I'm looking for a way to prove that this system of equations has no solution for $A, B, C, a, b, c$ positive integers with $a, b, c$ distinct.
$$2^A * a = 3 * c + 1$$
$$2^B * b = 3 * a + 1$$
$$2^C * c = 3 * b + 1$$
If zero can be accepted, then there are solutions, for example: $A=0$, $B=3$, $C=2$, $a=13$, $b=5$, $c=4$.

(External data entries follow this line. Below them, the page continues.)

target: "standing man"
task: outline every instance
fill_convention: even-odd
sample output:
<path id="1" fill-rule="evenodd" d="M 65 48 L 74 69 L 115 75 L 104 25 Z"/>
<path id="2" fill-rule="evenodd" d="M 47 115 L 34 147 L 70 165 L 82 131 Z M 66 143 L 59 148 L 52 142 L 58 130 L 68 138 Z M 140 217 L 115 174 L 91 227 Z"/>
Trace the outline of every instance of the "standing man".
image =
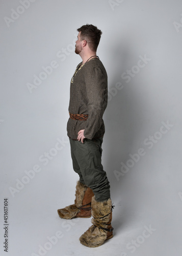
<path id="1" fill-rule="evenodd" d="M 113 237 L 109 182 L 103 170 L 102 116 L 108 102 L 108 77 L 96 55 L 101 31 L 87 24 L 79 28 L 75 52 L 82 61 L 71 78 L 67 123 L 74 170 L 80 177 L 74 204 L 58 210 L 63 219 L 93 217 L 92 225 L 80 237 L 90 247 Z"/>

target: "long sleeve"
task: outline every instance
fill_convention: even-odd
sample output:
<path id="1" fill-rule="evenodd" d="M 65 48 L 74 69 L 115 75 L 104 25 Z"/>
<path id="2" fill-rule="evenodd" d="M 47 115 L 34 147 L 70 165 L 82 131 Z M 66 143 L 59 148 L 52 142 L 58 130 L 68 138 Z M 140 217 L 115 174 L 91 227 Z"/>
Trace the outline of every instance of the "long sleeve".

I've checked solutions using a computer program, but I don't know how to start a mathematical proof.
Can someone help me?
Multiplying the equations together, $$abc 2^{A+B+C} = (3a+1)(3b+1)(3c+1)$$
so $$2^{A+B+C} = \left(3+\frac{1}{a}\right)\left(3+\frac{1}{b}\right)\left(3+\frac{1}{c}\right)$$
Since $a,b,c$ are distinct positive integers, the quantity on the right hand side is at most $$\left(3+\frac{1}{1}\right)\left(3+\frac{1}{2}\right)\left(3+\frac{1}{3}\right)=\frac{140}{3}$$
so $A+B+C \le 5$. Since $A,B,C$ are positive, there aren't many possibilities and it's easy to show these don't have integer solutions.